Pregnant Employees and Job-Related Leave
Federal and state laws governing pregnancy- and adoption-related employment issues generally fall into two categories – prohibitions against adverse employment actions and rules covering pregnancy-relate leave.
Pregnancy-related leave issues are addressed under the Pregnancy Discrimination Act (PDA) – which amended Title VII of the Civil Rights Act of 1964 to recognize pregnancy discrimination as a form of sex discrimination, the Family and Medical Leave Act (FMLA), and, in limited circumstances, the Americans with Disabilities Act (ADA). The laws govern how pregnant employees should be treated when they’re unable to work because of their pregnancy. Many states also have laws regarding pregnancy discrimination, pregnancy leave, and family and medical leave laws, and a growing number of states require employers to make an effort to provide a room where employees who breastfeed their babies can express milk at work. Even if this isn’t required in your state, it could help employee retention.
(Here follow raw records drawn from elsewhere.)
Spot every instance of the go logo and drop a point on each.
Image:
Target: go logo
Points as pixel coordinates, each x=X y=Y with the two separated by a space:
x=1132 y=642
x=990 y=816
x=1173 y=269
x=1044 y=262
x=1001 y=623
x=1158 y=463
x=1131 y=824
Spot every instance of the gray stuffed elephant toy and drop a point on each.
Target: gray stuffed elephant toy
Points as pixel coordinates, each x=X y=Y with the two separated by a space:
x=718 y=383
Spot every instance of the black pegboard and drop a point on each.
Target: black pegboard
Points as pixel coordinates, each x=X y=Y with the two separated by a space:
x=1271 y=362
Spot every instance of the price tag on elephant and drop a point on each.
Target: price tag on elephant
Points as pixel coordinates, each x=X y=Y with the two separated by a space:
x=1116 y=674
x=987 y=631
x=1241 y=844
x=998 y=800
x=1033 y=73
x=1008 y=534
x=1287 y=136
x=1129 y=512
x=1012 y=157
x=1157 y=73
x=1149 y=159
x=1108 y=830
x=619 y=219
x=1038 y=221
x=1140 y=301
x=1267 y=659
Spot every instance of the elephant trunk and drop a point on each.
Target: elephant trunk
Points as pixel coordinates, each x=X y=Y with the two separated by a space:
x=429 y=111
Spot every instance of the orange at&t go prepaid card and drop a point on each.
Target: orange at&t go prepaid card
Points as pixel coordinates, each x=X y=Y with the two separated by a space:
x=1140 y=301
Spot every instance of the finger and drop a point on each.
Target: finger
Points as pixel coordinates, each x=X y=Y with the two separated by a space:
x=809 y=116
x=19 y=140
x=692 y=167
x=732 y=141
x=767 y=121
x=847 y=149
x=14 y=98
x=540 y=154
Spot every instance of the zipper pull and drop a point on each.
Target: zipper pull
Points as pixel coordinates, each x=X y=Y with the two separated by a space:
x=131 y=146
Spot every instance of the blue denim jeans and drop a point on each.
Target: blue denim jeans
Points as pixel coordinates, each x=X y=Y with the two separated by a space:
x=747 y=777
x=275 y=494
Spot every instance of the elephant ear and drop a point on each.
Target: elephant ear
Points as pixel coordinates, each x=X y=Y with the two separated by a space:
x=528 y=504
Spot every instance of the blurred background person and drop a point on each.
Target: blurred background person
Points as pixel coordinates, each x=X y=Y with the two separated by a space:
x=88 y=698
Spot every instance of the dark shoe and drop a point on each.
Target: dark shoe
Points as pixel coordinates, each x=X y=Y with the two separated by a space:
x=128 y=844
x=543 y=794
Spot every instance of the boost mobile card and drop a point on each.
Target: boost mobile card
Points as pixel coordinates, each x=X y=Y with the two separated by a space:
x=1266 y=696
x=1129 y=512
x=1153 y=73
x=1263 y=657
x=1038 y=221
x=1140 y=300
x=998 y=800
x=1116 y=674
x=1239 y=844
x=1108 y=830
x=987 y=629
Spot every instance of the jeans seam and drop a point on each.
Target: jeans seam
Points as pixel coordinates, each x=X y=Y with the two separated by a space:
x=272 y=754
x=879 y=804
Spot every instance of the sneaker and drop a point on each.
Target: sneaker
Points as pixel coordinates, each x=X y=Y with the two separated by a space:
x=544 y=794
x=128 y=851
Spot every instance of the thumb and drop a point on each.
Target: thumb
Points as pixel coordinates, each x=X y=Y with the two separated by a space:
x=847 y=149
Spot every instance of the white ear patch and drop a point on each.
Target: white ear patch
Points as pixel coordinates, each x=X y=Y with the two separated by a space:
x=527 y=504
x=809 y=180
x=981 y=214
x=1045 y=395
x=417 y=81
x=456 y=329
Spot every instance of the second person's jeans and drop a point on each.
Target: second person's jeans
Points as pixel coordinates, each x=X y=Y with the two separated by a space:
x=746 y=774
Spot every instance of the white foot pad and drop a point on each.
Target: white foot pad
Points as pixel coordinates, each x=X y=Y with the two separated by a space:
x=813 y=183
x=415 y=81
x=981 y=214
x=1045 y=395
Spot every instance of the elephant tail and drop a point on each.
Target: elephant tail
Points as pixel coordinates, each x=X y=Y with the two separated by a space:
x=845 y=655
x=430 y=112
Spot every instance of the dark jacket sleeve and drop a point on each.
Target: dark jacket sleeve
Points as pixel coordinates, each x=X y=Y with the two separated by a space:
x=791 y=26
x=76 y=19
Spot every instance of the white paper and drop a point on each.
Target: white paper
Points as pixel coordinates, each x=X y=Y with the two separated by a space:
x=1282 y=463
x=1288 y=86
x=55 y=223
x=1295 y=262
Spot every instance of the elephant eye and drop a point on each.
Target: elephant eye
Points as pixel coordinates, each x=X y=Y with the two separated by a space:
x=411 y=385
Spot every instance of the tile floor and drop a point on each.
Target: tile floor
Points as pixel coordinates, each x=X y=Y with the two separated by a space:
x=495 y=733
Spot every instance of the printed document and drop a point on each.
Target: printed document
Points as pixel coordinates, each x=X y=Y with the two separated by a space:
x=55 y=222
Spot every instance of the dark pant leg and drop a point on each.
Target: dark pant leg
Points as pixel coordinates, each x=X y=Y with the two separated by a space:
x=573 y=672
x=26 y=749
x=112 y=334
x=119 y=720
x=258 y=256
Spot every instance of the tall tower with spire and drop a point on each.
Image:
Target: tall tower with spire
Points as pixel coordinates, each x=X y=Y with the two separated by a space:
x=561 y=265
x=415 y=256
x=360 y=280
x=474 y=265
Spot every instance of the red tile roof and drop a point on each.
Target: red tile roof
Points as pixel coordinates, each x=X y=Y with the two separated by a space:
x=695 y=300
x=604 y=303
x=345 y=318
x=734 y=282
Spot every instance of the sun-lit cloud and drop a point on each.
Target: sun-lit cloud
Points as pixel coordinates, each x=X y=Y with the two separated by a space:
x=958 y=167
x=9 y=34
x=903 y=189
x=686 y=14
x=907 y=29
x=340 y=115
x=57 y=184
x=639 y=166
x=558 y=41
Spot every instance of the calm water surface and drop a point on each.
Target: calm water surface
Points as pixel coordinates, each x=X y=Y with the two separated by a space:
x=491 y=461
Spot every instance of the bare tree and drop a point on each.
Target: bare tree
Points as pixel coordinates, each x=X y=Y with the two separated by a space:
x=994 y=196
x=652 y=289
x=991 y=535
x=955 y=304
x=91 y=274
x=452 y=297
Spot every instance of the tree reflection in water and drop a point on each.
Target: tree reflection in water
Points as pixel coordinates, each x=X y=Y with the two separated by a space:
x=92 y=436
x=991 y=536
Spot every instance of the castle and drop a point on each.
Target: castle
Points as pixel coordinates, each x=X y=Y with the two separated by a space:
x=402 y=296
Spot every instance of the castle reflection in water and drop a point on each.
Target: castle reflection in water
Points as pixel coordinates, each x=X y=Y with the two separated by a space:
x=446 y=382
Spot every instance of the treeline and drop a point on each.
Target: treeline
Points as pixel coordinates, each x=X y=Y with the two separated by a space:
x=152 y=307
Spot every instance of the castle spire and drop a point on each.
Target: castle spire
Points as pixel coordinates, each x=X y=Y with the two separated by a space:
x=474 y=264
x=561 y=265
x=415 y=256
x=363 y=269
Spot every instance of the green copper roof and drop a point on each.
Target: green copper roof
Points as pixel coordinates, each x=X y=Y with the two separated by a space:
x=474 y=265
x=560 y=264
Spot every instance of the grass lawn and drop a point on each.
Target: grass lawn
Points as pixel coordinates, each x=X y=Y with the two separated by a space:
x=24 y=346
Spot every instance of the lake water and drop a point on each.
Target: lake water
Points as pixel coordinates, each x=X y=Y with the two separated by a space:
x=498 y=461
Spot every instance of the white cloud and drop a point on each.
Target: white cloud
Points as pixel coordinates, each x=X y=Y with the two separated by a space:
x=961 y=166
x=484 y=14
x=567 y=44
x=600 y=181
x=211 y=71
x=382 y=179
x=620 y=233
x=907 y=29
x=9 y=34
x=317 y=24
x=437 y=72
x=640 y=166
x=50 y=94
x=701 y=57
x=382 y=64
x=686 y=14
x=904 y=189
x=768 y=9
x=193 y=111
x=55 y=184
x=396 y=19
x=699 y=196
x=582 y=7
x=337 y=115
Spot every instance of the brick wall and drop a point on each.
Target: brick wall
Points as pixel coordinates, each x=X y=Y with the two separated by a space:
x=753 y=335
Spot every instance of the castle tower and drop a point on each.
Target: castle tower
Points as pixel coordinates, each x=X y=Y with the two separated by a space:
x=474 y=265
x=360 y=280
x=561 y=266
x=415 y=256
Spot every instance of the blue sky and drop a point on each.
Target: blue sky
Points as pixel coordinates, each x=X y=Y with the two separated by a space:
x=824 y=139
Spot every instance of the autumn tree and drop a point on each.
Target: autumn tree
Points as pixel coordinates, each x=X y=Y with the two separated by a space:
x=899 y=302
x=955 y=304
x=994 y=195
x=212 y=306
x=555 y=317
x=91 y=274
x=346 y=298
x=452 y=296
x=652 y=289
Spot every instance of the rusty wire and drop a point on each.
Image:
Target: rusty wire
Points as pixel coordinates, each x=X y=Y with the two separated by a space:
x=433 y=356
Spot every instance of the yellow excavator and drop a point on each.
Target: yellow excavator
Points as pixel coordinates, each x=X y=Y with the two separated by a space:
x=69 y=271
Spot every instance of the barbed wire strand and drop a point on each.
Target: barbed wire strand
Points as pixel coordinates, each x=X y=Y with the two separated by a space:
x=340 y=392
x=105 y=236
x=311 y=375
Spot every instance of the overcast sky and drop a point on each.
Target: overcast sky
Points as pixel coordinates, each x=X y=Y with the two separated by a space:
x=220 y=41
State-by-state comparison of 50 employment laws in all 50 states, including pregnancy leave, breastfeeding, and small necessities leave
Childbirth, adoption, foster care, and family and medical leave
New fathers and mothers who are covered by the FMLA are entitled to leave — up to 12 weeks per year — under a variety of circumstances. (Note: The father must be married to the mother to be entitled to FMLA leave to care for her or take her to the doctor’s office for prenatal care.) It’s illegal to punish an employee in any way for taking FMLA leave. If an employer isn’t an FMLA-covered employer or the employee either isn’t eligible for or has exhausted her FMLA leave, the employer still may have an obligation to provide the leave under Title VII as amended by the Pregnancy Discrimination Act.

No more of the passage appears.